Les Six chênes

 

 

1. - Du rendez-vous de chasse au le carrefour des six routes

         Dans la forêt de Séquiny se trouvait le Bois de Villemoisson. A la limite de ce bois avec Sainte-Geneviève était un important carrefour appelé des six routes en raison de ces chemins qui y convergeaient. Son importance veut qu’il devienne un rendez-vous de chasse. La tradition veut, selon madame de Sévigné, qu’en cet endroit le roi Louis XIV remarqua la coiffure de la marquise de madame de Fontanges, née Marie de Scoraille de Roussille. « Elle inspira au roi une folle passion.
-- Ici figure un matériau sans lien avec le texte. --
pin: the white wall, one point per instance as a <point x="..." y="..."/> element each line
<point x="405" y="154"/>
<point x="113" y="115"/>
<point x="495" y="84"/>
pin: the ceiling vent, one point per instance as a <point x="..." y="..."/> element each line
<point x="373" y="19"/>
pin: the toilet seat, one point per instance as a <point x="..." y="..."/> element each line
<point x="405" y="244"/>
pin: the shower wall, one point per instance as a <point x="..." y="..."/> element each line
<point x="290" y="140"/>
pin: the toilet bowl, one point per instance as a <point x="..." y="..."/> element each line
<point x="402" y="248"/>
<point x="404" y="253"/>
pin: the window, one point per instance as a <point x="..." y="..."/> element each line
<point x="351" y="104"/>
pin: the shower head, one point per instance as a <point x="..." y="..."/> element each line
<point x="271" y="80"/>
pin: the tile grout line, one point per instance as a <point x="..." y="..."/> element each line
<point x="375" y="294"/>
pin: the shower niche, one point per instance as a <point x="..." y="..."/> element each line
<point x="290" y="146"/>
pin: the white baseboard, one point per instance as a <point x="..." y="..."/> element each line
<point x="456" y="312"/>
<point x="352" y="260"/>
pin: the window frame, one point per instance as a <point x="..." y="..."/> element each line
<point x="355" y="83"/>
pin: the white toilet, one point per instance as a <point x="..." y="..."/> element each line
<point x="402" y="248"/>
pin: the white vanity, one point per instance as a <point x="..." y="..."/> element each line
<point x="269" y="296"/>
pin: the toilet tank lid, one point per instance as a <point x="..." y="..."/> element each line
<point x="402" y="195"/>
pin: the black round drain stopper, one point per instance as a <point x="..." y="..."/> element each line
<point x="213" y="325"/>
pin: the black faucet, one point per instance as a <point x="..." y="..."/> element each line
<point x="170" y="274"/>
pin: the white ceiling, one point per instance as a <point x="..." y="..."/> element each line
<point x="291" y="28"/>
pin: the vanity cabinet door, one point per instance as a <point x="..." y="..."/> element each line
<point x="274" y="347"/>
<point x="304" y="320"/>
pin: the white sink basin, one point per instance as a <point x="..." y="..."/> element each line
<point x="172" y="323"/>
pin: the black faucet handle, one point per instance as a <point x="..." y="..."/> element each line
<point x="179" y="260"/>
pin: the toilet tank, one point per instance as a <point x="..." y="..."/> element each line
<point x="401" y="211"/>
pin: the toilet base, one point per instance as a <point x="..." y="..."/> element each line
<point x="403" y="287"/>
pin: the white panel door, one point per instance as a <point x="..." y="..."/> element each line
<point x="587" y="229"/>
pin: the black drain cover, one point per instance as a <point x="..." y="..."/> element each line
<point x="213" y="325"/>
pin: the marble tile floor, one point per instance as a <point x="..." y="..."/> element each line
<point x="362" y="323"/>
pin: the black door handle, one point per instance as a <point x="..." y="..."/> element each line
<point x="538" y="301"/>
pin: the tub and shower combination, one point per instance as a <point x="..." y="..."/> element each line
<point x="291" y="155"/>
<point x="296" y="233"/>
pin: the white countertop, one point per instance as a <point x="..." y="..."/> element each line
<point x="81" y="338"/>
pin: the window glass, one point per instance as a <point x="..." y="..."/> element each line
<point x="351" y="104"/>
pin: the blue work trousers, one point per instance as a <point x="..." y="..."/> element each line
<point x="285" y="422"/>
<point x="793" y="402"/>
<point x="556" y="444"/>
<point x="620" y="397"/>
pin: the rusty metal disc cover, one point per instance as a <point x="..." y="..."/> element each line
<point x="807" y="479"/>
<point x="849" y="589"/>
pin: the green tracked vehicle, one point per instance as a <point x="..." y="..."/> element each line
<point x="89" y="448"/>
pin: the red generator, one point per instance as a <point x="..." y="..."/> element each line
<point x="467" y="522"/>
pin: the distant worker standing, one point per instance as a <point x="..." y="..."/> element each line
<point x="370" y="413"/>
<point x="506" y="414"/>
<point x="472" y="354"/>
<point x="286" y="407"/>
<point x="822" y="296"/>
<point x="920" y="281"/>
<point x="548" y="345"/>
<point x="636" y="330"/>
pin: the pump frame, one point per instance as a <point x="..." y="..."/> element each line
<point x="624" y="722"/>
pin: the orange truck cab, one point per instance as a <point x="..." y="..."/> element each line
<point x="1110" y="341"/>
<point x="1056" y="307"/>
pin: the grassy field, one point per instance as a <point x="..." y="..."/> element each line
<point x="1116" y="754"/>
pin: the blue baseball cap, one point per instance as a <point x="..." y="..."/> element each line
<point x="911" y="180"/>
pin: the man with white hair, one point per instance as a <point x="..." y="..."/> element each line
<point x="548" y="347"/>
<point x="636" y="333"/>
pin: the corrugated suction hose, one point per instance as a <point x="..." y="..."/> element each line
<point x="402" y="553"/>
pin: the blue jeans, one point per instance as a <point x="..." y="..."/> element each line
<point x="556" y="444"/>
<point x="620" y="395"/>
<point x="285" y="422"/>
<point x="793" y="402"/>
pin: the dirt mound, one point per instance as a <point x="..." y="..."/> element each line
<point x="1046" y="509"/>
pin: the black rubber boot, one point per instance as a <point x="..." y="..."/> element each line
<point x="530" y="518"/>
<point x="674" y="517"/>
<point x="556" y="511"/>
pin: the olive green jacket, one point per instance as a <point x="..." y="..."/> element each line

Celle dont on a dit qu’elle était belle comme un ange, sotte comme un panier, mourut à vingt ans faisant couler les larmes de son royal amant. »

         La commune de Sainte-Geneviève veut que cette rencontre fût dans le parc de son château.

 

Cette carte sur laquelle est noté « Carrefour des Six routes », bien malin qui s’y reconnaît.

 

 

         Le « Rendez-vous de chasse ». Sur cette photo prise de la future avenue de Villiers, à gauche seront la rue du Rond-Point à Sainte-Geneviève et l’avenue d’Epinay. En face a dis paru un chemin qui descendait vers la Garenne du côté de l’Orge.

 

 

         Le « Rendez-vous de chasse » (suite). Tournant le dos à la vue précédente, sur le tracé de ces chemins s’ouvrira la rue de Longjumeau et l’avenue et l’avenue de Villiers. Nous retrouvons ces chênes sur les cartes suivantes.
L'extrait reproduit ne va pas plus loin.